6. De rechtbank moet beoordelen of verweerder terecht geen lichter middel heeft gekozen dan de inbewaringstelling. Verweerder moet in de maatregel specifiek motiveren waarom hij de bewaring noodzakelijk vindt. Daarbij moet verweerder ook ingaan op de persoonlijke omstandigheden van de vreemdeling. Dat heeft verweerder in deze zaak gedaan en verweerder hoefde geen lichter middel toe te passen. De situatie dat eiser strafrechtelijk is aangehouden en vast heeft gezeten moet als uitgangspunt genomen worden en het doet er dus niet toe wat er was gebeurd als eiser niet strafrechtelijk was aangehouden. De rechtbank heeft verder geen vertrouwen in de toepassing van een meldplicht, omdat eiser al jarenlang door Europa reist en al eerder een valse naam heeft opgegeven. Daarbij heeft eiser geen reisdocumenten en geen geld om zelfstandig terug te keren. Ook heeft eiser niet laten zien dat hij actief meewerkt aan zijn terugkeer naar Duitsland en heeft hij zelfs in het terugkeergesprek van 30 juni 2021 gezegd dat hij niet wil terugkeren naar Duitsland. Alles bij elkaar genomen, is de rechtbank van oordeel dat er voldoende redenen zijn die maken dat sprake is van een risico dat eiser zich aan het toezicht zal onttrekken.
7. Het beroep is ongegrond. Daarom wordt ook het verzoek om schadevergoeding afgewezen.
8. Voor een proceskostenveroordeling bestaat geen aanleiding.
Deze uitspraak is uitgesproken in het openbaar op 5 juli 2021 door mr.

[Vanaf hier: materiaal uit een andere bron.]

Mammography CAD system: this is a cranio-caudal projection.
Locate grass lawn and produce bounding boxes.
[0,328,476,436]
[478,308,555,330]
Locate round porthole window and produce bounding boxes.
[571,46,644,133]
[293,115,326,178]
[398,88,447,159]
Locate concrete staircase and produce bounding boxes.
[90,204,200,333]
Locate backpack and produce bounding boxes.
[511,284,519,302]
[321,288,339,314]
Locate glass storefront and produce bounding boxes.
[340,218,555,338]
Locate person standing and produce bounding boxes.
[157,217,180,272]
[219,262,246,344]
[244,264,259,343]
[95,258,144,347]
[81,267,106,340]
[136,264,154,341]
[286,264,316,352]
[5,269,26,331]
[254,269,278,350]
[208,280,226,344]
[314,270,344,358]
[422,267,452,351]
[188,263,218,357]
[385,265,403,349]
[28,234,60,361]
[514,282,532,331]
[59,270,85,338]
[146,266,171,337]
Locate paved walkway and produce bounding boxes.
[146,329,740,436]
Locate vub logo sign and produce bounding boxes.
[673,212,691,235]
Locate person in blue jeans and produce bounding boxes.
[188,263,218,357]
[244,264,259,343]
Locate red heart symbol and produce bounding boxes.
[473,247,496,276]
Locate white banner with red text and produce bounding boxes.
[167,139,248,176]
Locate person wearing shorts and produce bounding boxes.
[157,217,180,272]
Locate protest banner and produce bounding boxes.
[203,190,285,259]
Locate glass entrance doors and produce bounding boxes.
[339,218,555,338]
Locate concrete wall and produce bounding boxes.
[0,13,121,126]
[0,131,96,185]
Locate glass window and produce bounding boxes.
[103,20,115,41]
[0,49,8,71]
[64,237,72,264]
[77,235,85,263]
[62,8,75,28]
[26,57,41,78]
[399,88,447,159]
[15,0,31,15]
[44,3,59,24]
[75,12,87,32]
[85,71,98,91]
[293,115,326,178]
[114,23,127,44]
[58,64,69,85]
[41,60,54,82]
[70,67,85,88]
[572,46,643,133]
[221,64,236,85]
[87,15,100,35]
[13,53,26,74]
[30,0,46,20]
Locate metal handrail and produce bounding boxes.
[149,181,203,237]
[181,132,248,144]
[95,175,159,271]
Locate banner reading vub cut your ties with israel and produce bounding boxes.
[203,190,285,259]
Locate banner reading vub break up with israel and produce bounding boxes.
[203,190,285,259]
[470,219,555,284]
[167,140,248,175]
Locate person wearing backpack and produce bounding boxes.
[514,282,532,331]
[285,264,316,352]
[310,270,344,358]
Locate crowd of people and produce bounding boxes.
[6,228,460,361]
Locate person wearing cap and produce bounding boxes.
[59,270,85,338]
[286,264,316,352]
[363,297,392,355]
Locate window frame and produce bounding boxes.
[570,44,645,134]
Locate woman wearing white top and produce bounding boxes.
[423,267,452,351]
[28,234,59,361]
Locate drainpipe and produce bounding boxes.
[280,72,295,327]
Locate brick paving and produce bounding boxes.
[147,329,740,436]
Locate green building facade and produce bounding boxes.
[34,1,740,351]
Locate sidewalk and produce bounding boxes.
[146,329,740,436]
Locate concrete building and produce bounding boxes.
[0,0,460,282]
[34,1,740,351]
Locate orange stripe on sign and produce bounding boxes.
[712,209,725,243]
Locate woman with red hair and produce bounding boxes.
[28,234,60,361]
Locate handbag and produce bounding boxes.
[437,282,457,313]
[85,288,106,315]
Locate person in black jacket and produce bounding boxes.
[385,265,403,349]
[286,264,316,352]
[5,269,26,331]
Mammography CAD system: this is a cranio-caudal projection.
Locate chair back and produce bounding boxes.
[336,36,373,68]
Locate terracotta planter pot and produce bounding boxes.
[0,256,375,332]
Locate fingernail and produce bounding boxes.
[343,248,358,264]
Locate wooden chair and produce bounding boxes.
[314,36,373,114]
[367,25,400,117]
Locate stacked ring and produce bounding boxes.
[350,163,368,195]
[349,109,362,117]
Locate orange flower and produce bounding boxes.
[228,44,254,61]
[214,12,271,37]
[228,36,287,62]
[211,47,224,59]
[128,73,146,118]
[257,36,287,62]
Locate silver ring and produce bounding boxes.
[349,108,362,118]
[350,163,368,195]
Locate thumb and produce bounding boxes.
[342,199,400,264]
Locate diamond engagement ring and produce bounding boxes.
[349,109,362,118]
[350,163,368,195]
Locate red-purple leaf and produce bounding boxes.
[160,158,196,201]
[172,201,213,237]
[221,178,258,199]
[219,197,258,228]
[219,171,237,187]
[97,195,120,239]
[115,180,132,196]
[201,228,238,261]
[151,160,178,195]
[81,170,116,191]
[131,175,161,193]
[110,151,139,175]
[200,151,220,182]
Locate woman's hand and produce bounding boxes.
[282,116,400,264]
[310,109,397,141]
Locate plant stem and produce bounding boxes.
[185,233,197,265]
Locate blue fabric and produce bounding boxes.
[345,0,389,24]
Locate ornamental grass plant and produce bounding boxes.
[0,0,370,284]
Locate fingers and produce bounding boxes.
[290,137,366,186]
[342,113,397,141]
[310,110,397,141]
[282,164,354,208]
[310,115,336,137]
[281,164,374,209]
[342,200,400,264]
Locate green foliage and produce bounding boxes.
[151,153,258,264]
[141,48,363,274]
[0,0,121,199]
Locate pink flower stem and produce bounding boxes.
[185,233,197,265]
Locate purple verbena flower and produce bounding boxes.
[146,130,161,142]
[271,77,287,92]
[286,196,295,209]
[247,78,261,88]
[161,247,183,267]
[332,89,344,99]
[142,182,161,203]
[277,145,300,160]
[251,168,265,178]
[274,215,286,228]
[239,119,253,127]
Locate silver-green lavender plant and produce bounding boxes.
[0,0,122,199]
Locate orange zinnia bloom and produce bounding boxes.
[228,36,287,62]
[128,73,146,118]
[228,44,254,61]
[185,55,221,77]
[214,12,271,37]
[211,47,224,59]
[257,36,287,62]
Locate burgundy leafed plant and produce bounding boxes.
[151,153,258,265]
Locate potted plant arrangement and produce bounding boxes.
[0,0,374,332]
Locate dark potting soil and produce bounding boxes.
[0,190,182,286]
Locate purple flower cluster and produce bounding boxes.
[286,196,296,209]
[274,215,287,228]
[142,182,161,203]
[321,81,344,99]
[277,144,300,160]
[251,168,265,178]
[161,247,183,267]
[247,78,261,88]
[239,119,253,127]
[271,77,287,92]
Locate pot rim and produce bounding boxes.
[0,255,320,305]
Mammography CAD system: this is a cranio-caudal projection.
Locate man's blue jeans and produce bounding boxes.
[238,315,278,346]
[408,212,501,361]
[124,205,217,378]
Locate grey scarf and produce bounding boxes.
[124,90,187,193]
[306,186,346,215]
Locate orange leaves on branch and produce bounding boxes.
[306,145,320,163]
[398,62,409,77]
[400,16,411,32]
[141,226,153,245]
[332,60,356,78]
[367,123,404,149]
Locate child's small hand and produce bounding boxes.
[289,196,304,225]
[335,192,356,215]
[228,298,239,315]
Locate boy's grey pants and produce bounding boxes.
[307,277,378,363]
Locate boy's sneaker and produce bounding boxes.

J.G. Nicholson, rechter, in aanwezigheid van mr. T.R. Oosterhoff-Vos, griffier.
Dit proces-verbaal is bekendgemaakt op:
09 juli 2021

Documentcode: [Documentcode]

Rechtsmiddel

Tegen deze uitspraak kan hoger beroep worden ingesteld bij de Afdeling bestuursrechtspraak van de Raad van State binnen één week na de dag van bekendmaking van dit proces-verbaal.